Although "slighted" in 1648,
 its strength is apparent

After the battle, Meldrum returned to the siege of Liverpool, which surrendered on 1 November. He allowed the Irish soldiers in the garrison to depart to Ireland after they had undertaken not to serve the King again, despite Parliament having passed the Ordinance of no quarter to the Irish.

Many of Byron's defeated forces were already survivors of the defeat at Marston Moor. They included six regiments (including Vaughan's cavalry) which had returned from Ireland.

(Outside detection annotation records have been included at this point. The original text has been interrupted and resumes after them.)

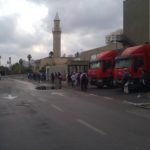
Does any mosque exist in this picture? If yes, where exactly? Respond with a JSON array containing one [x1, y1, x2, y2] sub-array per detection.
[[34, 0, 150, 78], [34, 13, 89, 79]]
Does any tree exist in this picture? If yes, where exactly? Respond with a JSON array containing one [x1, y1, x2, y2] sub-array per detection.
[[49, 51, 54, 58], [27, 54, 32, 66]]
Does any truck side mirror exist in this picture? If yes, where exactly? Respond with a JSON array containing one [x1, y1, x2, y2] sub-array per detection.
[[134, 63, 138, 72]]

Though the "Irish" regiments later joined the King's main "Oxford Army", the remnants of five regiments of infantry numbered barely 500 men when they took part in the Battle of Naseby.

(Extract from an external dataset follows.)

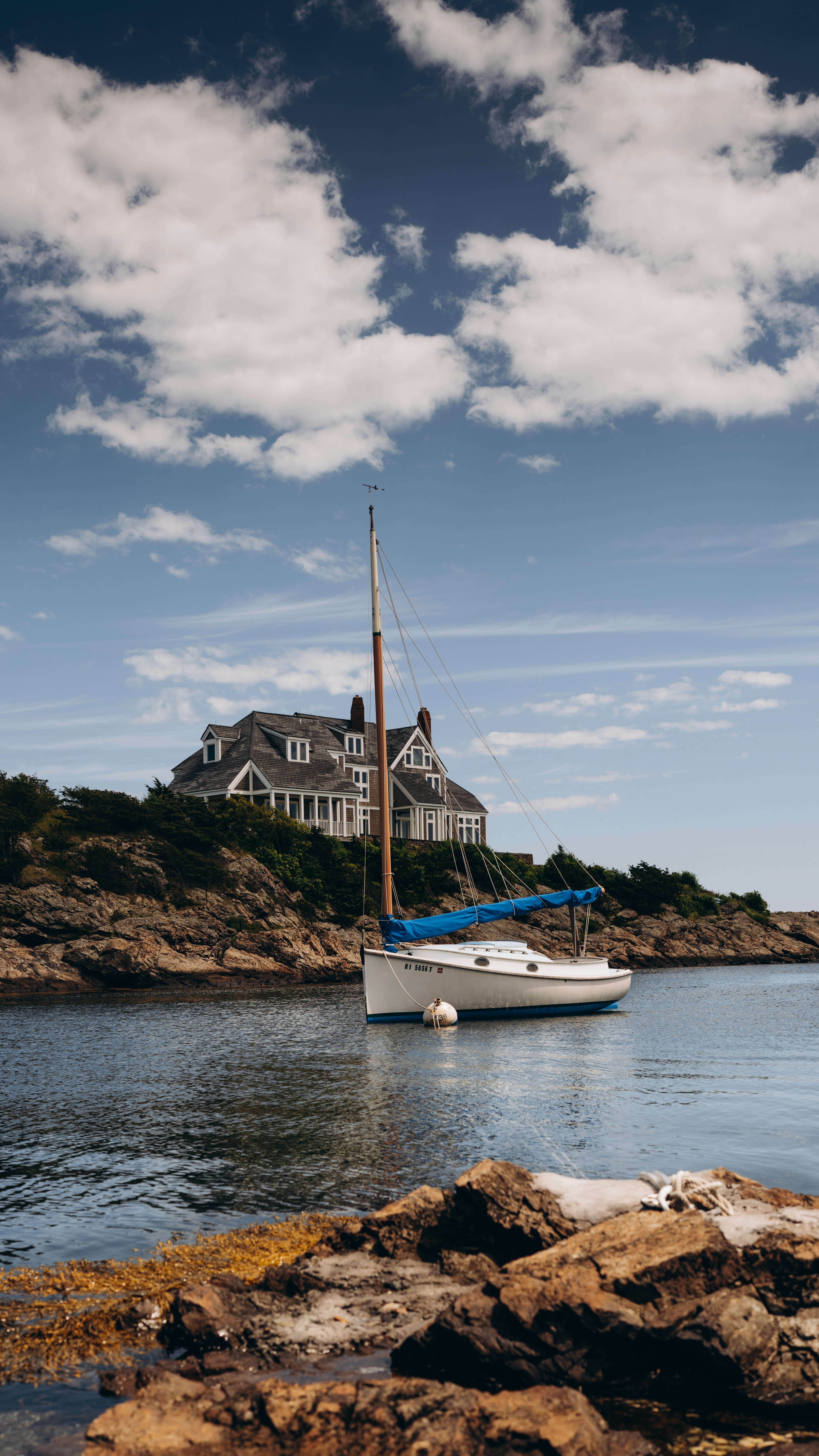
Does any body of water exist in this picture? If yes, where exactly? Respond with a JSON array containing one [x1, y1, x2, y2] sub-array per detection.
[[0, 965, 819, 1264], [0, 965, 819, 1456]]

Byron continued to defend Chester and the Royalists retained other medieval castles and walled towns in North Wales (including Myddelton's own seat at Chirk Castle). In April 1645, a Royalist detachment from the King's "Oxford Army" under Lieutenant General Charles Gerard recovered parts of Cheshire and recaptured Newtown. Gerard imposed harsh taxes and levies of troops before moving on to Pembrokeshire and South Wales. However, Gerard rejoined the King in May 1645, having alienated many Welsh Royalists with his severe requisitions, and the Parliamentarians reoccupied much of the territory he had taken.

Later in 1645, Byron was besieged in Chester. Charles, who was then based in Raglan Castle in South Wales, led his remaining forces to relieve Chester, but was defeated at the Battle of Rowton Heath, just outside the city. Although Byron held out in Chester, the Royalists in North Wales played little further active part in the war.